The demonstration at Seneca Lake earlier this month. Many protesters cheered when sheriff’s vans arrived. Credit Monica Lopossay for The New York Times

But the issues are not so clear cut. The protests aimed at natural gas pipelines, for example, may conflict with policies intended to fight climate change and pollution by reducing reliance on dirtier fossil fuels.
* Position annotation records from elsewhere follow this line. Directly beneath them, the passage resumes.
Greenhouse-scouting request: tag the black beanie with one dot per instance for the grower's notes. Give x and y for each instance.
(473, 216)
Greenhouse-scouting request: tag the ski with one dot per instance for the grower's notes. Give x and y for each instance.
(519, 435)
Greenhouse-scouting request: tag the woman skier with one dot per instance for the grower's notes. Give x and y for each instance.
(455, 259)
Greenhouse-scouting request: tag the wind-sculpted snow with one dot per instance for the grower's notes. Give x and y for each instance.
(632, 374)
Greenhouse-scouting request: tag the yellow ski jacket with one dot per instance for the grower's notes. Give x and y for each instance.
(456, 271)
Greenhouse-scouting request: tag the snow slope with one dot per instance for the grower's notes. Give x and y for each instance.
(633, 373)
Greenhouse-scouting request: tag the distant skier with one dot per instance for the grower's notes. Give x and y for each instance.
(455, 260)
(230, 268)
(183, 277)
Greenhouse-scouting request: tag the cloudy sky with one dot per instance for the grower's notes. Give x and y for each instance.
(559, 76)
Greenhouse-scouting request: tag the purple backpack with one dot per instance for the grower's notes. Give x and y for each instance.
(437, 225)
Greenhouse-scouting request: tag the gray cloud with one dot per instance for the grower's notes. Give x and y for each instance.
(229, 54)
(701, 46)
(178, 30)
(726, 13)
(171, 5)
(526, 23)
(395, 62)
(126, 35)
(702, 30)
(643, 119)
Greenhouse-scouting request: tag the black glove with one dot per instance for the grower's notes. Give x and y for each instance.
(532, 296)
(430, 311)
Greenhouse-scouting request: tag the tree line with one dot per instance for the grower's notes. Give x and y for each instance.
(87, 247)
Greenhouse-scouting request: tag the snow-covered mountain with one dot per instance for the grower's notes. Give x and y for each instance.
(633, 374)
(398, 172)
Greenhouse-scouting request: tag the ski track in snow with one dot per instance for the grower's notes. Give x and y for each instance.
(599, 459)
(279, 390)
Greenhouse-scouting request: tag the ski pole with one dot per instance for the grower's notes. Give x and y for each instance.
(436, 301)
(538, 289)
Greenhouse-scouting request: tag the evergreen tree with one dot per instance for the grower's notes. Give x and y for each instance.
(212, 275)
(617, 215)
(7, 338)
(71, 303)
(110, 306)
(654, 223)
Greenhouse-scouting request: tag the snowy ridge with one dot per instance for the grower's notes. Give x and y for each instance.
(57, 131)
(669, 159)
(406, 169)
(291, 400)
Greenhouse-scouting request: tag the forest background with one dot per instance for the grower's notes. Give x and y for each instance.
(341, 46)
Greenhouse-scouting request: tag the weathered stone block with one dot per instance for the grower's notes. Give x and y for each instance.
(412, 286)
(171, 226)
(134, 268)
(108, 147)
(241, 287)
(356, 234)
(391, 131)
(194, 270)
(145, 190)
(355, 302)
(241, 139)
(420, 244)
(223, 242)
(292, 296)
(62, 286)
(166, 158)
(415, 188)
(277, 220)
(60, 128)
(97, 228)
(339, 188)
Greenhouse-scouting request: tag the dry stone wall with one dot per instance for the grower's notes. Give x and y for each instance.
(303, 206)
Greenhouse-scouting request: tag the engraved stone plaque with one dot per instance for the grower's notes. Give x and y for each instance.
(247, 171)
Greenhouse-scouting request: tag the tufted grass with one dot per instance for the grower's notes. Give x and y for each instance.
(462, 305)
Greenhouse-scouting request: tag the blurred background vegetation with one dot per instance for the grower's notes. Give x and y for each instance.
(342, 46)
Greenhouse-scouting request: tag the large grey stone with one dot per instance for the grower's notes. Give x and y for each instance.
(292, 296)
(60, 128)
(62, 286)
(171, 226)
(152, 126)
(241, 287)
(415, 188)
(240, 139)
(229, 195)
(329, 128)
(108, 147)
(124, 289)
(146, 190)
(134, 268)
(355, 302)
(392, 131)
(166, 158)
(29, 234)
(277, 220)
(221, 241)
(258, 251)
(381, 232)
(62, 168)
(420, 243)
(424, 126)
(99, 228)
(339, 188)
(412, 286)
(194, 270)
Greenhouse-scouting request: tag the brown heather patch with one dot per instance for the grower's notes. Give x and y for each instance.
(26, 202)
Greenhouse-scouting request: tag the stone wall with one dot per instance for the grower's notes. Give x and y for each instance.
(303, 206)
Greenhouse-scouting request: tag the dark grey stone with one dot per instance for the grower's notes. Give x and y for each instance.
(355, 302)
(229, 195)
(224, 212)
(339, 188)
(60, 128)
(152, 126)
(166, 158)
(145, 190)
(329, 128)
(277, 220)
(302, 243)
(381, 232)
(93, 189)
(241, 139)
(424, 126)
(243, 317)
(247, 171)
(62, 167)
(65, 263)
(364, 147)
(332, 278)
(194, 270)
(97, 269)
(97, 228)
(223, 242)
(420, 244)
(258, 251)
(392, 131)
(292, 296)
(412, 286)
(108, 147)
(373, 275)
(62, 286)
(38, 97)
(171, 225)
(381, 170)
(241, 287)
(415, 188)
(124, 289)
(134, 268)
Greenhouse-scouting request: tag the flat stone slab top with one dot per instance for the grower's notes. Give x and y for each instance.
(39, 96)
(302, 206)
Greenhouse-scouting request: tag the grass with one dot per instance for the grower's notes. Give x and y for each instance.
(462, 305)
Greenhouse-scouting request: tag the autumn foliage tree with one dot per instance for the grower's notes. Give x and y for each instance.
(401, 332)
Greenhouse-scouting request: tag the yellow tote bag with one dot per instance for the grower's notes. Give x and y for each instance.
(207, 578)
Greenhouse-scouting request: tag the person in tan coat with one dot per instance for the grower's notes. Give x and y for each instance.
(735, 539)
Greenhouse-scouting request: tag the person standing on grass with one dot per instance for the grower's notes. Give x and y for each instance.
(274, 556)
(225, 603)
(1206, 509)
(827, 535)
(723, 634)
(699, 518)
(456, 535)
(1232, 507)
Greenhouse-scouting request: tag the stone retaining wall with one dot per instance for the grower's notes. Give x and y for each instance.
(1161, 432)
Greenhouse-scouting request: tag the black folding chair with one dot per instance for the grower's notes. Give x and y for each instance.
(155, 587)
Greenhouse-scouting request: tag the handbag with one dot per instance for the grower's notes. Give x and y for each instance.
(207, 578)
“The irony is this,” said Phil West, a spokesman for Spectra Energy, whose pipeline projects, including those in New York State, have come under attack. “The shift to additional natural gas use is a key contributor to helping the U.S. reduce energy-related emissions and improve air quality.”

Those who oppose natural gas pipelines say the science is on their side.

They note that methane, the chief component of natural gas, is a powerful greenhouse gas in the short term, with more than 80 times the effect of carbon dioxide in its first 20 years in the atmosphere.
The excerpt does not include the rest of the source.